Studies have now identified a natural antagonist of the hedgehog pathway derived from the Veratrum californicum
plant called cyclopamine. This substance binds and antagonizes SMO activity and has been shown to be effective in animal models of BCCs. Other small-molecule hedgehog pathway antagonists with similar properties have been identified and are currently being tested for their clinical efficacy. These bring the promise of a specific therapy for BCCs and other hedgehog signaling-dependent tumors. The x-irradiation of BCCs has been advocated in otherwise normal patients who are not surgical candidates.
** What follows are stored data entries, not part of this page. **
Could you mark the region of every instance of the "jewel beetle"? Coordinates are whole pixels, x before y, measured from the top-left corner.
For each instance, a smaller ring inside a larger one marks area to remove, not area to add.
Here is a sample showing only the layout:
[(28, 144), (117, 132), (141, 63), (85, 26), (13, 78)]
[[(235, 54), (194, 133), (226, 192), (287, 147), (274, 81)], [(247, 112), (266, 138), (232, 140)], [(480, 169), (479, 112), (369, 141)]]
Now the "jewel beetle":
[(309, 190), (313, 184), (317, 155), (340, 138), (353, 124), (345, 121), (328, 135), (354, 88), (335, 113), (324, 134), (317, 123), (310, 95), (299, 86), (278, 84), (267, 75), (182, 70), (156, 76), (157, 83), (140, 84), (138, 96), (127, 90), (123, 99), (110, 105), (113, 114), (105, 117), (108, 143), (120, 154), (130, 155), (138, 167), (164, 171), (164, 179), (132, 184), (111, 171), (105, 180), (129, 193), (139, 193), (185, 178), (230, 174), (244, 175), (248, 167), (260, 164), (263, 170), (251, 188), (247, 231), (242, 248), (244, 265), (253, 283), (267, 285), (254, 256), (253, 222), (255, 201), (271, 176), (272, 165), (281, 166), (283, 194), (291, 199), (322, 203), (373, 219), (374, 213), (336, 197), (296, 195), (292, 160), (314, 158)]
However, excessive radiation should be avoided if possible, because enhanced radiation-induced carcinogenesis (e.g., in the skin of the portals of irradiation for childhood medulloblastomas) is characteristic of BCNS. Patients with BCNS who receive radiation have developed an unusually large number of basal cell tumors in the irradiated area a short time after exposure . Radiosensitivity in PTCH heterozygotes has also been detected at the cellular level, although the mechanism is poorly understood.
Genetic counseling is appropriate. With the availability of direct sequencing of the PTCH1 locus, genotyping for prenatal diagnosis is potentially achievable for interested families. Because PTCH1 is transmitted with complete penetrance, half of the children of affected individuals are expected to develop BCNS.